Pour le ministre de l'Environnent, les chemins et sentiers de France doivent être protégés.

Le Point : Quelle politique menez-vous pour préserver nos 800 000 kilomètres de chemins, alors qu'un quart de ce patrimoine a disparu en cinquante ans ?

Corinne Lepage : Ce sont des chiffres inquiétants. Mais, une enquête menée à la demande de mon ministère par la Fédération française de ta randonnée pédestre (FFRP) a révélé un bilan encourageant pour 1995 de la mise en œuvre de plans départementaux d'itinéraires de promenades et de randonnées. 51 départements ont en effet élaboré de tels plans, en milieu rural notamment, permettant de petites ou de grandes randonnées, pédestres, équestres, cyclables ou VTT. Le ministère s'est également engagé dans la protection de sites classés ou inscrits au patrimoine mondial de l'Unesco, comme les chemins du pèlerinage de Saint-Jacques-de-Compostelle. Nos concitoyens sont, en outre, de plus en plus nombreux à être attirés par le tourisme nature. Il nous faut donc poursuivre une politique ambitieuse d'acquisition, de gestion et d'entretien de nos chemins, d'autant que l'élargissement de la taxe départementale des espaces naturels sensibles permet d'affecter à cette action un financement plus important. Globalement, il s'agit de contribuer à la préservation de nos paysages, qui constituent à la fois un patrimoine naturel et culturel et un capital touristique.

Le Point : Envisagez-vous d'accroître le nombre d'emplois verts ?

Corinne Lepage : Je suis persuadée que l'entre­tien et la réalisation de nouveaux chemins, et la protection du milieu naturel en général, ne peuvent que s'accompagner de la création de nombreux emplois permanents. En 1995, 13 289 emplois verts ont été signés, dont 60 % étaient affectés à la gestion et à la préservation de l'espace. En Basse-Normandie, une région que je connais bien, 123 emplois verts sur les 183 qui ont été recensés cette année sont des emplois durables, et 80 % d'entre eux sont destinés à la gestion des milieux naturels.
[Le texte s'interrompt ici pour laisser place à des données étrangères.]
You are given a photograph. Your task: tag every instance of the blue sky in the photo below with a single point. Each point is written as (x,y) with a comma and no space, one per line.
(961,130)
Le Point : Lors des assises nationales de la FFRP, votre prédécesseur avait soutenu la création d'un observatoire des chemins. Êtes-vous favorable à ce projet qui pourrait déboucher sur la création d'un conservatoire ?

Corinne Lepage : Je suis tout à fait favorable à la création d'un tel observatoire qui, d'ailleurs, est au centre de la nouvelle convention qui sera signée cette année entre le ministère de l'Environnement et la FFRP. Le ministère étudiera le principe d'un observatoire national après avoir évalué les résultats de l'expérimentation d'un observatoire régional en Bretagne.

Le Point : De quelle manière comptez-vous collaborer avec les associations ?

Corinne Lepage : La création d'un tel observatoire implique une collaboration très étroite avec les associations. Les décisions du gouvernement, récemment annoncées par le Premier ministre à la Commission nationale de la vie associative, vont à l'évidence dans ce sens, avec la possibilité de passer une convention pluriannuelle d'une durée de trois ans avec les associations, l'allégement de la fiscalité et l'exonération des charges pour l'embauche d'un premier salarié. Le doublement des crédits globaux de formation et le projet d'instauration d'un congé formation pour les salariés des associations pourront bénéficier au milieu associatif. La nomination d'un délégué départemental à la vie associative favorisera en outre la concertation entre les directions régionales de l'environnement, les services techniques des collectivités territoriales et tes comités de la randonnée.

Le Point : La FFRP a édité un topo­guide consacré à Paris et crée des itinéraires de randonnées en ville. Pensez-vous intégrer ce type d'itinéraires dans un projet de loi ?

Corinne Lepage : Le travail de concertation qui a précédé la préparation du projet de loi sur l'air a démontré la nécessité de repenser la ville en la rendant aux piétons. Je suis l'un des plus fervents défenseurs du principe de partage de voirie, que j'ai inscrit en bonne place dans mon projet de loi sur l'air actuellement soumis à l'arbitrage du Premier ministre. L'application de ce principe facilitera la pratique de la marche et rendra plus aisée la circulation à vélo, tout en contribuant à la lutte contre la pollution de l'air en milieu urbain.

F. B.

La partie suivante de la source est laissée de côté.